I work for WQPD radio, writing news copy, condensing local and
national stories into neat ten-second sound bites. I also host
a Sunday program for local poets and writers, called 'Words On
the Air.' Mikie is an events coordinator for Gabatine Books. We
met last winter at a reading by Patience Agbabi. ("I ram
raid man-made rules/accelerate into the sunset.") Mikie calls
me TomTom - "Because you beat on my heart." - while
in the time before the tic-tic-tick took over my head and turned
my sphincter into a freak hole, I found living with Mikie glorious
and life affirming.
Four weeks ago, in the middle of the night, I woke to a strange
sound, and rolling over, felt a vibration just below my ribs.
I located the tapping with my hands, and listening again, said
"Weird," and switched on the lamp.
Mikie stirred, went "Hmmm? What is it?"
"I don't know. Can you hear?"
"What?"
"This," I reached for her hand and put it on my belly.
"Tom, I was sleeping."
"No, no," I let her pull her hand back, then shifted
and patted where I wanted her to lay. "Just listen."
Mikie heard the flow of food and blood in the intestines, the
stomach acids and everyday gurgling - the borborygmi - as air
and gas moved along, but nothing else. "Go back to sleep,"
she said. "It's indigestion. It'll be gone by morning."
I rose on my elbow, Mikie's face in the lamplight softly lit,
neither pale nor tan, a sailcloth on which my lips were ever eager
to paint. I leaned in and kissed her shoulder. She yawned and
smiled reluctantly. "Turn over. A massage is all," she
pushed at the sheet and began rubbing my back.
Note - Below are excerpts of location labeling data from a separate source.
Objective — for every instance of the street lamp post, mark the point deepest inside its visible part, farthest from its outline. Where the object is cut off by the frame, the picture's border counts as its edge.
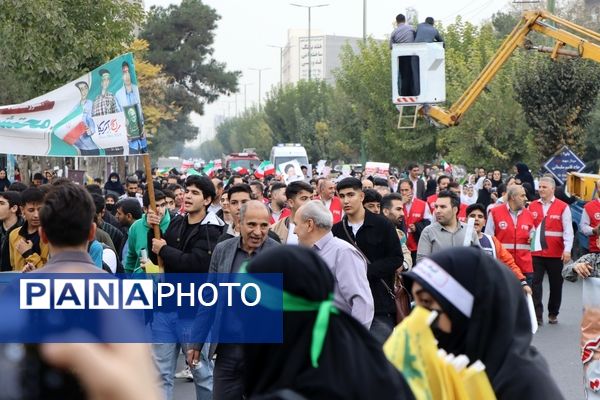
(245, 86)
(280, 62)
(260, 70)
(365, 21)
(309, 36)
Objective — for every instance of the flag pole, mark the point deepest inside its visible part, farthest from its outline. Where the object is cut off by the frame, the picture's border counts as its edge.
(150, 189)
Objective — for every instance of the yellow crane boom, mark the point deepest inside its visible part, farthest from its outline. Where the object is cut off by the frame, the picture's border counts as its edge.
(583, 40)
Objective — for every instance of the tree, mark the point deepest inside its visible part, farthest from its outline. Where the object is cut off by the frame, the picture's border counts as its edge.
(493, 131)
(153, 84)
(47, 43)
(557, 97)
(247, 131)
(181, 39)
(294, 113)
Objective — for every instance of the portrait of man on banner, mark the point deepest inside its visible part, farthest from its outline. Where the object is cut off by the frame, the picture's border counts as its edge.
(128, 98)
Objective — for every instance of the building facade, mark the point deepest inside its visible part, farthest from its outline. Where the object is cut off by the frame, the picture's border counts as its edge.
(324, 56)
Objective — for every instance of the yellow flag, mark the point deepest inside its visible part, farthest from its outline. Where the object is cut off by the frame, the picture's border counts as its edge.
(412, 349)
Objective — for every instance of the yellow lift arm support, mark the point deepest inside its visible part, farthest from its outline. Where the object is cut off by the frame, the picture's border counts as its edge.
(579, 38)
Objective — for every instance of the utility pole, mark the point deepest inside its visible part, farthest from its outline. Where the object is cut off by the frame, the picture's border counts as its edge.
(245, 86)
(309, 35)
(363, 152)
(260, 70)
(364, 21)
(280, 63)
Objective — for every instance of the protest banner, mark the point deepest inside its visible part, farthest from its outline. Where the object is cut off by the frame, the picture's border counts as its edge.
(98, 114)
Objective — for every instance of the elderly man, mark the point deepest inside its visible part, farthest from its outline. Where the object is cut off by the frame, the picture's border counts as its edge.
(349, 268)
(228, 257)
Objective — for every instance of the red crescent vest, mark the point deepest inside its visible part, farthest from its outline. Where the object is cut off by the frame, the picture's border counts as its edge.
(336, 209)
(515, 239)
(416, 214)
(554, 228)
(593, 210)
(431, 202)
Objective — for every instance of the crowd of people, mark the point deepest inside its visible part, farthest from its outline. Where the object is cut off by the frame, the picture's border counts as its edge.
(352, 237)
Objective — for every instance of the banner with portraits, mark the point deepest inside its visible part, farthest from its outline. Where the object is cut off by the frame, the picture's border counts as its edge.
(99, 114)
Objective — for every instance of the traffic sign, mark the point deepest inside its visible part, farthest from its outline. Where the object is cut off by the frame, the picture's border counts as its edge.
(562, 162)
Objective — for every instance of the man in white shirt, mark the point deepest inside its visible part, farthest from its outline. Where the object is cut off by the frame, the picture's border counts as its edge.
(349, 268)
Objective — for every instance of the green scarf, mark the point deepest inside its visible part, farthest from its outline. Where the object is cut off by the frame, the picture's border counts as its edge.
(294, 303)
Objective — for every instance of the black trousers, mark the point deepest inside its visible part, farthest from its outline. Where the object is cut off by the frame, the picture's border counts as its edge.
(228, 375)
(553, 266)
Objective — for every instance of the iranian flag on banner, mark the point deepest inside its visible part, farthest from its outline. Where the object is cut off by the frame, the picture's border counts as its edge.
(209, 169)
(240, 170)
(447, 166)
(264, 169)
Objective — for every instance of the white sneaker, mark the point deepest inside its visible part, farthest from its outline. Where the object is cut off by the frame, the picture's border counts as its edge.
(185, 373)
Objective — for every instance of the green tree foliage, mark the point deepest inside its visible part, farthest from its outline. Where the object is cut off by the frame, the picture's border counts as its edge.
(181, 39)
(47, 43)
(247, 131)
(557, 97)
(317, 115)
(493, 131)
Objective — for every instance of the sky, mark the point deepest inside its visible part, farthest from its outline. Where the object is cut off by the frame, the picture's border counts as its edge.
(248, 27)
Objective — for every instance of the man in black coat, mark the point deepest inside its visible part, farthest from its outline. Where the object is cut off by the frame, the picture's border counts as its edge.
(186, 247)
(376, 238)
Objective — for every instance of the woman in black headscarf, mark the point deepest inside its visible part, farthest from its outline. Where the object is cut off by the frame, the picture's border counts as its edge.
(114, 184)
(350, 364)
(523, 174)
(483, 315)
(4, 182)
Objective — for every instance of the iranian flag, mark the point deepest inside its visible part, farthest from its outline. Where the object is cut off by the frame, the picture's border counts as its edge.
(447, 166)
(209, 169)
(264, 169)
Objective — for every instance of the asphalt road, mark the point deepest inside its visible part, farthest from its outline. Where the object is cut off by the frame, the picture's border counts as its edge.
(559, 344)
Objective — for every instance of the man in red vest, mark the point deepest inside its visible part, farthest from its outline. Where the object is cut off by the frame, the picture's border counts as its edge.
(416, 216)
(556, 237)
(327, 195)
(590, 221)
(513, 225)
(442, 181)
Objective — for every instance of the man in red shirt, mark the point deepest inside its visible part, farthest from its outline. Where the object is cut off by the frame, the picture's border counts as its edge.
(512, 224)
(590, 221)
(556, 232)
(416, 216)
(327, 195)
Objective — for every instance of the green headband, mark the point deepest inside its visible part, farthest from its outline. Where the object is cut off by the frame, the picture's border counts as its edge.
(294, 303)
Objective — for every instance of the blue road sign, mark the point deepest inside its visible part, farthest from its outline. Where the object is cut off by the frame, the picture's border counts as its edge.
(562, 162)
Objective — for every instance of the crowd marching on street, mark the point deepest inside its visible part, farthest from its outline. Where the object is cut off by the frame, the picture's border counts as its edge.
(351, 235)
(413, 283)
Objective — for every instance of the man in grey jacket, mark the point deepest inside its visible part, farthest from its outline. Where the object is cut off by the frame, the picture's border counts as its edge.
(228, 257)
(426, 32)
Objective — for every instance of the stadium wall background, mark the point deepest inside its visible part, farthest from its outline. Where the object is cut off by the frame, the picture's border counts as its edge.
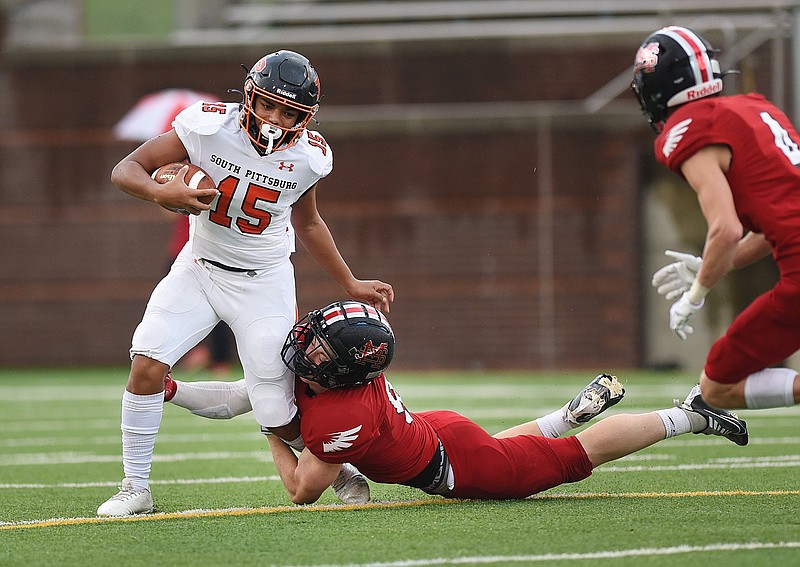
(507, 217)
Beneath her touch I was distracted, while as a tease Mikie's
hands explored inside my shorts, her fingers dipped then stopping,
perplexed and reaching again, she pulled down my drawers, scooted
closer and stared at the distention which had only then appeared.
"What the..?"
"What?"
"This!" she took my wrist and guided my hand until
I caught hold, tugged and pinched without effect, and jumping
from bed, I went to the mirror on the bedroom door, twisted left
and right for a better view. "Jesus."
"What is it?"
"I don't know."
"What do you mean?"
"I don't."
"Are you telling me you didn't put it there?"
"Of course I didn't."
"Then what?"
I pushed my ass closer to the mirror, the tic-tic-tick a snicker
as I bent over and tried looking between my legs. Mikie from her
knees on the bed, "Does it hurt?"
"No."
"It's grey."
"Feels like rope."
"And you swear?"
"I told you."
Mikie got up quickly and inspected her own ass. Relieved, she
yanked on her shirt and jeans. "Come on, come on," she
said, and drove me then to the emergency room at St. Felicity
of the Valley.
_______
The attending wore yellow latex gloves, the fibers imbedded
in the folds of my ass supporting the claim that my tail had grown,
"Or was not recently inserted." A sample was snipped,
the specimen placed in a sterile plastic container and sent to
the lab. X-rays of my belly revealed no additional abnormalities,
though the tail ran some six inches up into my large intestine.
"We can cut it free," the attending was confident, excited
by the discovery, already imagining the possibility of articles,
grants and prizes. "Once we have a full report from the lab,
including a complete blood workup, and oncology has a look, we'll
know better."
"You think it's cancer?"
"An external tubercle. Most likely nothing more than an
elongated polyp," he showed the tips of his teeth as he tried
out further names to see which rolled easiest from his tongue.
"At worst an excrescent sarcoma."
"And what about the ticking?"
"The tumefaction is probably altering the flow of blood
which in turn creates a mild vibration manifesting itself as a
tick." The attending felt my stomach for tenderness, examined
my eyes, throat and ears, and grinning, moved around me once more
and asked, "Do you mind if I take another look?"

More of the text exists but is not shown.